Beeindruckt von Yves Kleins blau-monochromen Arbeiten, denen er 1957 in der Mailänder Galleria Apollinaire begegnet, entstehen noch im selben Jahr seine ersten „Achrome“ – weiße, von Manzoni als „unfarbig“ bezeichnete, mit Gips und Kaolin strukturierte Leinwände. Mit einem Schlag verabschiedet sich Manzoni von allem, was die „genuine“ Malerei ausmacht. Farbe und Linie verschwinden oder werden auf ihren minimalsten Wesenskern reduziert. Bis zu seinem Tod im Jahr 1963 entstehen allein 600 dieser „unfarbig“ weißen Arbeiten, mit denen er sich künstlerisch in das Düsseldorfer ZERO-Netzwerk um Heinz Mack, Otto Piene und Günther Uecker einschreibt und zugleich schon mit seinem ersten achromen Bild deren weiß-puristische Farbmalerei an ihr Ende führt: Manzoni malt nicht mit Farbe, sondern mit Gips oder Porzellanerde.
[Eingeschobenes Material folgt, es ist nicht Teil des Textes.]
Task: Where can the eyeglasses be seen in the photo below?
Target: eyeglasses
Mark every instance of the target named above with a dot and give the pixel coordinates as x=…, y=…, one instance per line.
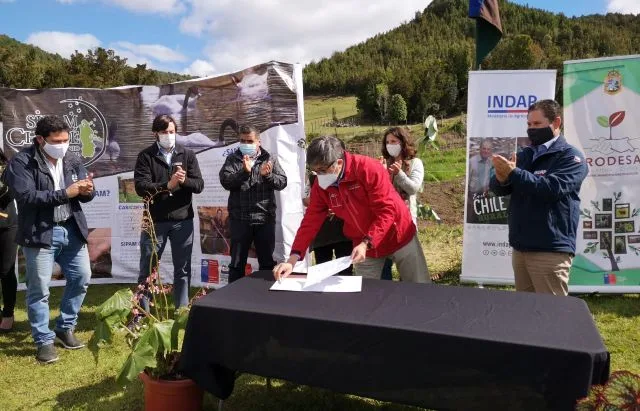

Eine paradoxe Farbmalerei ohne Farbe. Mit den „Achromes“ vollzieht Manzoni den Schritt in die Dreidimensionalität – durch das Aufbringen unterschiedlichster Dinge des Alltags wie Brötchen oder Styropor wird seine Malerei körperlich.

Manzonis Suche nach der kleinsten künstlerischen Geste setzt sich schließlich in seiner Werkgruppe der „Linee“ (Linien) fort. Im Frühjahr 1959 beginnt er mit der Arbeit an den über 130 konzeptuellen Arbeiten: auf (bis zu sieben Kilometer) lange Papierstreifen gezeichnete Linien, aufgerollt und in Dosen verpackt. Durch diese Art der Verpackung seiner Kunst entzieht der Künstler letztlich noch die minimalste Geste der Sichtbarkeit.

Manzonis kleinste künstlerische Geste: Piero Manzoni, Linea m 3,54, 1959. © Fondazione Piero Manzoni, Milano, by VG Bild-Kunst, Bonn 2013

Manzonis kleinste künstlerische Geste: Piero Manzoni, Linea m 3,54, 1959. © Fondazione Piero Manzoni, Milano, by VG Bild-Kunst, Bonn 2013

 „Manzonis internationales Abenteuer beginnt am Steuer seines Fiat Cinquecento“

Seine heutige Bekanntheit verdankt Manzoni vor allem den Werken, in denen er den menschlichen Körper zum Produzenten von Gesten und Spuren macht. Darunter „Fiato d’artista“ (Künstleratem), „Consumazione dell’arte“ (Kunstverzehr), die „Sculture viventi“ (Lebende Skulpturen) und schließlich seine radikalste künstlerische Geste: die in Dosen verpackte „Merda d’artista“ (Künstlerscheiße) aus dem Jahr 1961. Dass im 20. Jahrhundert aus Körpern Kunst wurde, wie es im Titel unserer Ausstellung heißt, ist das Verdienst des jung verstorbenen Künstlers. Sehr früh stand er im Austausch mit den künstlerischen Avantgarden seiner Heimat und bald auch mit Künstlerkreisen in ganz Europa, darunter Frankreich, Deutschland, Belgien und Dänemark. „Manzonis internationales Abenteuer beginnt am Steuer seines Fiat Cinquecento“, so der Manzoni-Kenner Germano Celant. Dieses Netzwerk internationaler Kontakte, das er sich mit Briefen und mit seinem Automobil erschloss und ausdehnte, war sicherlich elementar für die rasche Entwicklung seines Werks. So normal dieser internationale Dialog heute erscheint – in den 50er und 60er Jahren war dies eine „Revolution“, so Otto Piene.